June 04, 2022

Asdf JSON library is beating my attempts to replace it with Mir Ion [1].

Both are Mir's projects. The first one has been created for Tamedia and the second one for Symmetry. Both are widely used in production and Asdf receives the must-have patches to make it more compatible with Mir Ion. The only reason is to make its replacement with the Ion alternative faster. Both libraries share mir.serde UDAs and mir number parsing [2].

All of a sudden, yesterday Asdf become the World's third-fastest [3] implementation. And the second-fastest DOM-based implementation. The only library that builds JSON DOM faster is simdjson:

  • 1717 MB/s JSON -> simdjson On-Demand deserialization
  • 833 MB/s JSON -> simdjson DOM writing -> DOM deserialization
  • 788 MB/s JSON -> Asdf DOM writing -> DOM deserialization
  • 600 MB/s JSON -> Amazon's Ion DOM writing -> DOM deserialization

On the other hand, Asdf requires 2.9 times less DOM memory than simdjson. Mir Ion - 11 times less [3].
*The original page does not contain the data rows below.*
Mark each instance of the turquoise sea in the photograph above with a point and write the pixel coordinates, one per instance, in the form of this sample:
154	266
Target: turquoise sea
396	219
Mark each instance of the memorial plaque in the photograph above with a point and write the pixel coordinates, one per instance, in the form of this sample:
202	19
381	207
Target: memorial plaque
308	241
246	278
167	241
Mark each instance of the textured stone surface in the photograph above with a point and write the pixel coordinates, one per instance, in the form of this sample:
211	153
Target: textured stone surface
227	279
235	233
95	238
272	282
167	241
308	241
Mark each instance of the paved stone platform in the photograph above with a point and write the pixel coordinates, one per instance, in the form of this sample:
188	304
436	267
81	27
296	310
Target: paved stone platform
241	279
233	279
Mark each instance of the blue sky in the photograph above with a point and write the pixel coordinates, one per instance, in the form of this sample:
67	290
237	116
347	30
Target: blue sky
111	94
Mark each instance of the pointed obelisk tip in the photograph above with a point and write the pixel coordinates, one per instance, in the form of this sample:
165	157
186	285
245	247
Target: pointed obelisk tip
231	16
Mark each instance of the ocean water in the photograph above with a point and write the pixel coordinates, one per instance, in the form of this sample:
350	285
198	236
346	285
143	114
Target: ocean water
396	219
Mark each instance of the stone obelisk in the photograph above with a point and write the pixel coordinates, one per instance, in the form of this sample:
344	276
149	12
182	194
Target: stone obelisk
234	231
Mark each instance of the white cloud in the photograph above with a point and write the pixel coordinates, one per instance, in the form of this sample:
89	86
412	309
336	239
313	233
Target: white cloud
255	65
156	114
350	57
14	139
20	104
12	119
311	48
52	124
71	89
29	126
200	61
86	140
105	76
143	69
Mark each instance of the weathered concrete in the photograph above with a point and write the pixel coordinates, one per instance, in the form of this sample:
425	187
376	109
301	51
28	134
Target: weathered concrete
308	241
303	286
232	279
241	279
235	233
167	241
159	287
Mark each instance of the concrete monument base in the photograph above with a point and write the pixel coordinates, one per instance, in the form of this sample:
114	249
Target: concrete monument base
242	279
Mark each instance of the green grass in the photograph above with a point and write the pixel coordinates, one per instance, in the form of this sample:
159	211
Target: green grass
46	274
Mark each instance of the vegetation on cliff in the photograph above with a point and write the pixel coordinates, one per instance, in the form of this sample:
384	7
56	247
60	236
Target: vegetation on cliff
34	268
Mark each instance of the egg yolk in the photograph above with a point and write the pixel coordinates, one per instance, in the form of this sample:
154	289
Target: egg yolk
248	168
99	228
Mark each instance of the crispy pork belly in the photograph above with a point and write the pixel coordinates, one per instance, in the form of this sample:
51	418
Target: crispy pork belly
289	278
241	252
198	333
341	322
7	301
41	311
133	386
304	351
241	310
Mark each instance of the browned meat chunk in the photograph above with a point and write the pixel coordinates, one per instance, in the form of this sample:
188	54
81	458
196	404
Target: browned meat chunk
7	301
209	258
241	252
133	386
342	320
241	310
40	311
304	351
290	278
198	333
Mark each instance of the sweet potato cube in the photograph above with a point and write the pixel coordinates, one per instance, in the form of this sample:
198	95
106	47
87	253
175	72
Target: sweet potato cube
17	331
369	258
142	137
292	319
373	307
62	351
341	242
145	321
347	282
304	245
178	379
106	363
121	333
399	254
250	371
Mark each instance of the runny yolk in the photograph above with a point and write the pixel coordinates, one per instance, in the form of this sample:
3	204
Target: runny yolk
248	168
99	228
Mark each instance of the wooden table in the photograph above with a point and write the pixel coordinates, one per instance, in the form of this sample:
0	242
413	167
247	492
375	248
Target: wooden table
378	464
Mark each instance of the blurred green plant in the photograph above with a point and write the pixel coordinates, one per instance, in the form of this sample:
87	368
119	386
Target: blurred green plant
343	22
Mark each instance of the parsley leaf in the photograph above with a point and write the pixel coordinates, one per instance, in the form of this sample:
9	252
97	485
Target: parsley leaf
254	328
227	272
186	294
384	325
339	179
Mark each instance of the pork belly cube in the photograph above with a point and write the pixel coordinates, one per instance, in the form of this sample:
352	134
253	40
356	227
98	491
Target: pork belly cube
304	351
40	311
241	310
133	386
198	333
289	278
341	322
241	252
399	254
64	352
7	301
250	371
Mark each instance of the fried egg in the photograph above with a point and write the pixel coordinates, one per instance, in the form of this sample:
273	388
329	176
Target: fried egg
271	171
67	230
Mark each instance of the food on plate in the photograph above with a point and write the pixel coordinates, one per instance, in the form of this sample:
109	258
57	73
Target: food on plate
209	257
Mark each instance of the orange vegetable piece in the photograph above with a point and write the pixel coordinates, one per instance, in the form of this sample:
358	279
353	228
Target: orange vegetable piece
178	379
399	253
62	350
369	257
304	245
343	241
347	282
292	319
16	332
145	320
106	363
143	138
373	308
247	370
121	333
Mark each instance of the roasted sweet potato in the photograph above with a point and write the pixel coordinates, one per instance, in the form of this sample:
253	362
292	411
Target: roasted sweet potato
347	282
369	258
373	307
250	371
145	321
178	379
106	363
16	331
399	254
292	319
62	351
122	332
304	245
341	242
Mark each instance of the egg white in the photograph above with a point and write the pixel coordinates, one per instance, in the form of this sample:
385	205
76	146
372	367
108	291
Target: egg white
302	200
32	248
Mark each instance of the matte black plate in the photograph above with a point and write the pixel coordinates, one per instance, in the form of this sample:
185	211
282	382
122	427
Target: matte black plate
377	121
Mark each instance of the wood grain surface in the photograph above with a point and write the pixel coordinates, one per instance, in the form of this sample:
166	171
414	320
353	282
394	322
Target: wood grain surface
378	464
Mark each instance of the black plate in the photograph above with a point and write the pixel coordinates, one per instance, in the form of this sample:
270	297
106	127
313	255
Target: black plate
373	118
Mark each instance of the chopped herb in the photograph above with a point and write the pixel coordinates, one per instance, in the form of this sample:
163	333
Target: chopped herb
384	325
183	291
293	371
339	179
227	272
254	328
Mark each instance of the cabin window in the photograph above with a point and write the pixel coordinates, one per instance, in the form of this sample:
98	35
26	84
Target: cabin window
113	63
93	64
Asdf is too good to be deprecated. We have to support it as a stable library.

[1] Mir Ion adds more serialization features. It supports text and binary Amazon's Ion formats, MsgPack, YAML, and Bloomberg Private API under the same reflection-based de/serialization.

[2] It is quite uneasy to parse decimals with a round-half-to-even rule according to IEEE 754. And it is much harder to make correct parsing fast because it involves big integer arithmetics. The recent Mir Algorithm release finally got multiplication and division for its scope allocated BigInt implementation. It reuses Phobos multiplication kernels and reworks caching and blocking logic. Mir BigInt gives up to 35% speedup for RSA-like computations and about 100-200% for smaller numbers. For really fast general-purpose big integer implementation one may want to use gmp-d, which is up to 10 times faster.

[3] According to kostya/benchmarks. We don't count gason and DAW JSON Link libraries because their number parsing is approximate.

[4] Ion format use symbol tables to reduce memory usage.

Kind regards,
Ilia Ki